Mas esse não é o condutor da estória em si. A investigação sobre as origens e consequências desse mal surgem em primeiro plano aqui. Ela, no entanto, não está evidente e para notarmos isso precisamos juntar as informações que os eventos da narrativa supõe. Entendemos parte da premissa de Tassya (Andrea Riseborough), mas suas intenções pessoais não são o condutor da trama.
Nessa realidade distópica e futurista, a morte e a violência parecem ser as únicas vias possíveis na composição desse tecido social. Os próprios laços entre as pessoas não são regidos por uma liga afetiva. É como se entendêssemos que algo deu errado (lá atrás ou mais a frente) e os valores socialmente estabelecidos foram redefinidos.
Ninguém se liga a ninguém necessariamente. E isso remete muito a uma construção que é distópica, mas que parece remeter muito a uma ideação de um passado remoto. Algo próximo à experiência do século XIV, onde os laços maternos, por exemplo, nada tinham a ver com conceitos como amor incondicional pelos filhos.

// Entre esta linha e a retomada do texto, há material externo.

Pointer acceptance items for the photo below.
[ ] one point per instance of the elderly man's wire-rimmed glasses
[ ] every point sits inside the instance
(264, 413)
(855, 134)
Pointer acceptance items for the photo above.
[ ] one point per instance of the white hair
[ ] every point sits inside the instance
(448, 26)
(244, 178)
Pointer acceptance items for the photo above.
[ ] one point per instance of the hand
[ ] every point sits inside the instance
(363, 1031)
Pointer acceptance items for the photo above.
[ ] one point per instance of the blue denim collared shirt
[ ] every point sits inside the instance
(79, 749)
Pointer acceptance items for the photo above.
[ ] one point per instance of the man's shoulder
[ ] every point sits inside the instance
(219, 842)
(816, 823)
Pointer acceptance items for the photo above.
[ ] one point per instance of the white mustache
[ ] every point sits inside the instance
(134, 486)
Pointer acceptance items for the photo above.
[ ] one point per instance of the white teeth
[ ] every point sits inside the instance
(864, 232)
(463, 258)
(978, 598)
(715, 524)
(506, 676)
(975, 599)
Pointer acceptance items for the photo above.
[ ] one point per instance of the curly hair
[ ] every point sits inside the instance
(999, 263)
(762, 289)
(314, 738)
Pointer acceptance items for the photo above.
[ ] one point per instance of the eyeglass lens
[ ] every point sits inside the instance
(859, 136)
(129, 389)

Por isso essa protagonista nos pareça tão crua. Não há espaço para qualquer melodramismo, nesse sentido. Quanto à violência, por outro lado, tem uma abordagem dura focada. Quando ela irrompe na tela, Cronenberg nos coloca diante da dureza desses corpos que se dilaceram e se transfiguram em cena. Esse talvez seja o maior terror da dinâmica dessa sociedade.

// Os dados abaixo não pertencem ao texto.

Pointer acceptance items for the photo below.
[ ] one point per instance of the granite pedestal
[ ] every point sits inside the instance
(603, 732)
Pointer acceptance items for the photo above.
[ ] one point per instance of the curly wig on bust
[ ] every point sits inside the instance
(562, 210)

Acessar a versão sem cortes, nesse sentido, faz grande diferença porque a impressão final é a de estamos diante da proposta total a que o filme se propõe. De fato, a veia gráfica dessas cenas não soa como mero fetiche visual. Lembremos: para uma sociedade onde a regência é a corrupção dos valores humanos, esse estado violento de estar no mundo vem como forma de ratificação estética e conceitual.
Não entendo como se o autor buscasse com isso banalizar e justificar essa premissa. Mas sim como um modo de abordar com maior crueza estilística e é de sentido o filme por ele proposto. É claro que ele não se enclausura unicamente nesse par temático.
Chama atenção, por exemplo, como ele monta esse estado de estranhamento na estrutura seja por meio da fotografia ou no uso e mixagem dos sons nele contidos. Afora o criativo uso das projeções e da iluminação nos ambientes, notamos essa impressão desse deslocamento impresso no modo como os planos são propostos.
A imagem parece usualmente recortada. Como se estivéssemos diante de um "crop" grosseiro na cena. Por vezes há muito espaço no quadro acima de onde os personagens estão enquadradados ou foco mantém - se somente em um ponto do plano, estando toda a borda do quadro manchada ou retorcida.
São precisas formas de materializar esse "fora de ordem" que nos coloca para pensar sobre os possíveis que a ficção - científica de horror na contemporaneidade pode nos dar a ver. É menos sobre chocar uma audiência por meio da força que o grafismo imagético pode causar e mais sobre nos sugerir uma correlação indireta entre aquilo o que notamos visível na cena e que se reforça e dá sentido ao tema do filme como um todo.